Gaussian Mesh Renderer for Lightweight Differentiable Rendering
- URL: http://arxiv.org/abs/2602.14493v1
- Date: Mon, 16 Feb 2026 06:15:42 GMT
- Title: Gaussian Mesh Renderer for Lightweight Differentiable Rendering
- Authors: Xinpeng Liu, Fumio Okura,
- Abstract summary: We propose a new lightweight differentiable mesh based on 3DGS, named Gaussian Mesh Renderer (GMR)<n>Each Gaussian primitive is analytically derived from the corresponding mesh triangle, preserving structural fidelity and enabling the flow.<n>Compared to the traditional mesh gradients, our method achieves smoother gradients, which especially contributes to better optimization using smaller batch sizes with limited memory.

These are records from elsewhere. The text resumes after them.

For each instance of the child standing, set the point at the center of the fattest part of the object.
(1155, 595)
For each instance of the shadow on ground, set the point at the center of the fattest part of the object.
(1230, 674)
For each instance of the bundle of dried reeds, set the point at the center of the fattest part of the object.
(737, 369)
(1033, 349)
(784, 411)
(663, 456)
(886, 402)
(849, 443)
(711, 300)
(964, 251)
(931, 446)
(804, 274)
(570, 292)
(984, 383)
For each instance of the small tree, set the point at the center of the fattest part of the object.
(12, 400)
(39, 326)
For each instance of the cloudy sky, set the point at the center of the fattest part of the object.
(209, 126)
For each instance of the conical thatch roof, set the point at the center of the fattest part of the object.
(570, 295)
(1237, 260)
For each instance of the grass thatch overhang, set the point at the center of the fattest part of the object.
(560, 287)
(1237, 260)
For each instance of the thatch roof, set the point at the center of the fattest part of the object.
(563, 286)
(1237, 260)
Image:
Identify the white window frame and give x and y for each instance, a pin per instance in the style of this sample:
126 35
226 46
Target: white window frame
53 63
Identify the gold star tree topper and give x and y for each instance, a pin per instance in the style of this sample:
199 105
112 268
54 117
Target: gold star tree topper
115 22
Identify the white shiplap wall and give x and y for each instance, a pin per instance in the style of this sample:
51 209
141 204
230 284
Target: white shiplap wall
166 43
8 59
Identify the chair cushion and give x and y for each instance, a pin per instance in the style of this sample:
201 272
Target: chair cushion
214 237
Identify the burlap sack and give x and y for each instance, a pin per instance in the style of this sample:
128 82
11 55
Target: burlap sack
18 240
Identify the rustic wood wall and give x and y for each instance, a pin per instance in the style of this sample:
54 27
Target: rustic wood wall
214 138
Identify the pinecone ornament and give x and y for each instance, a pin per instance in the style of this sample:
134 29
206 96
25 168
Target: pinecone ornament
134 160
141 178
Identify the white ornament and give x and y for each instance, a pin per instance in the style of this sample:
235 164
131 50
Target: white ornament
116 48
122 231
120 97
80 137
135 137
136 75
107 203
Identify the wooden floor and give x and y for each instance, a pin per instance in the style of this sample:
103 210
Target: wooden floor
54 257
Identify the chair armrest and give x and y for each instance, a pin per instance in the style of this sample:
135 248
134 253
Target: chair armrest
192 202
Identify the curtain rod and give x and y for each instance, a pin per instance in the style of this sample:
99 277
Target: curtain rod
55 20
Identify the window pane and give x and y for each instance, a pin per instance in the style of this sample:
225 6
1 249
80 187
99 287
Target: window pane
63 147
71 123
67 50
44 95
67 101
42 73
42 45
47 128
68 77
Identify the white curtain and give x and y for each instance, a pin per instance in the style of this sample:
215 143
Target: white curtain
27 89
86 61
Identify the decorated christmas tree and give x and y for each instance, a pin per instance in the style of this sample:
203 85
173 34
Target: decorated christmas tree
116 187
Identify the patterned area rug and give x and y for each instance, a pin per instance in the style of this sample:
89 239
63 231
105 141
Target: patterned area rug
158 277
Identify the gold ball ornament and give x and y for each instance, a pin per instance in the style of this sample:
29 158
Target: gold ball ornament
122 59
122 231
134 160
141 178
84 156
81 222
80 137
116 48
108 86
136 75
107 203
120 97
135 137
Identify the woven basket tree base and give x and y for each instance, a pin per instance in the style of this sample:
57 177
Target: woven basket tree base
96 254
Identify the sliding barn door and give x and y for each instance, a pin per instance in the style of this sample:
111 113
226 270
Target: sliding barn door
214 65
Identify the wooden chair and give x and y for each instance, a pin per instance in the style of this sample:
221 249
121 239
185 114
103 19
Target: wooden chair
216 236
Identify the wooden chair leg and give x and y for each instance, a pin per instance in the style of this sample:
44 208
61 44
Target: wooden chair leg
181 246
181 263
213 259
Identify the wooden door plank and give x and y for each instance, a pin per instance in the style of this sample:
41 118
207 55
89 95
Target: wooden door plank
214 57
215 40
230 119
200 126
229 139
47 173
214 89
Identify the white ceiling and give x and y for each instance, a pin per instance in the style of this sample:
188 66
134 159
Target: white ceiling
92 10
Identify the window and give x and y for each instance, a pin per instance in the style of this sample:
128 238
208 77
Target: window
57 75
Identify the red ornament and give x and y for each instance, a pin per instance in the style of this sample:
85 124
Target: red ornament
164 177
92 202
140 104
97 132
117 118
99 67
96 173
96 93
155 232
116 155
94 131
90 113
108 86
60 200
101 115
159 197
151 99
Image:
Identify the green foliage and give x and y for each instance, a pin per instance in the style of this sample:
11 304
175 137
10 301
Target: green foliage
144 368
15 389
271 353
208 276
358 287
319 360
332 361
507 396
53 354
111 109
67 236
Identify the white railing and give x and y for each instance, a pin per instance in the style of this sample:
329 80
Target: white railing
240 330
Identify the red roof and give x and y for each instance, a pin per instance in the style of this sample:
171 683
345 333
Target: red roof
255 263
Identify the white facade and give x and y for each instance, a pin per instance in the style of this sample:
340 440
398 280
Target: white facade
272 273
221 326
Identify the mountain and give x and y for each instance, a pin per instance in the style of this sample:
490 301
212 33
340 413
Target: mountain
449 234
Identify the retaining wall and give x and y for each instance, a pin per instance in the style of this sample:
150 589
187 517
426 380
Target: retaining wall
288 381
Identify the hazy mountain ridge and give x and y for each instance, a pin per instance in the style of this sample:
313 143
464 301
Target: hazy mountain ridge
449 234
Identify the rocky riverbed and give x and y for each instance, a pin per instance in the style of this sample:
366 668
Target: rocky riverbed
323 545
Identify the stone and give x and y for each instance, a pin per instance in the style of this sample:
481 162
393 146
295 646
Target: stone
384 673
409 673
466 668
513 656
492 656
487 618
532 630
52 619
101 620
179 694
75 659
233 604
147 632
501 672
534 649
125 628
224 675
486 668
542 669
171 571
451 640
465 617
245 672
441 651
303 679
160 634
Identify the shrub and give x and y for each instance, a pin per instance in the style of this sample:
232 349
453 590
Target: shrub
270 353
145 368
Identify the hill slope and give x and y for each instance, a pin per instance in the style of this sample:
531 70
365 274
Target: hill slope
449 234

- Score: 13.167103232611487
- License: http://creativecommons.org/licenses/by/4.0/
- Abstract: 3D Gaussian Splatting (3DGS) has enabled high-fidelity virtualization with fast rendering and optimization for novel view synthesis. On the other hand, triangle mesh models still remain a popular choice for surface reconstruction but suffer from slow or heavy optimization in traditional mesh-based differentiable renderers. To address this problem, we propose a new lightweight differentiable mesh renderer leveraging the efficient rasterization process of 3DGS, named Gaussian Mesh Renderer (GMR), which tightly integrates the Gaussian and mesh representations. Each Gaussian primitive is analytically derived from the corresponding mesh triangle, preserving structural fidelity and enabling the gradient flow. Compared to the traditional mesh renderers, our method achieves smoother gradients, which especially contributes to better optimization using smaller batch sizes with limited memory. Our implementation is available in the public GitHub repository at https://github.com/huntorochi/Gaussian-Mesh-Renderer.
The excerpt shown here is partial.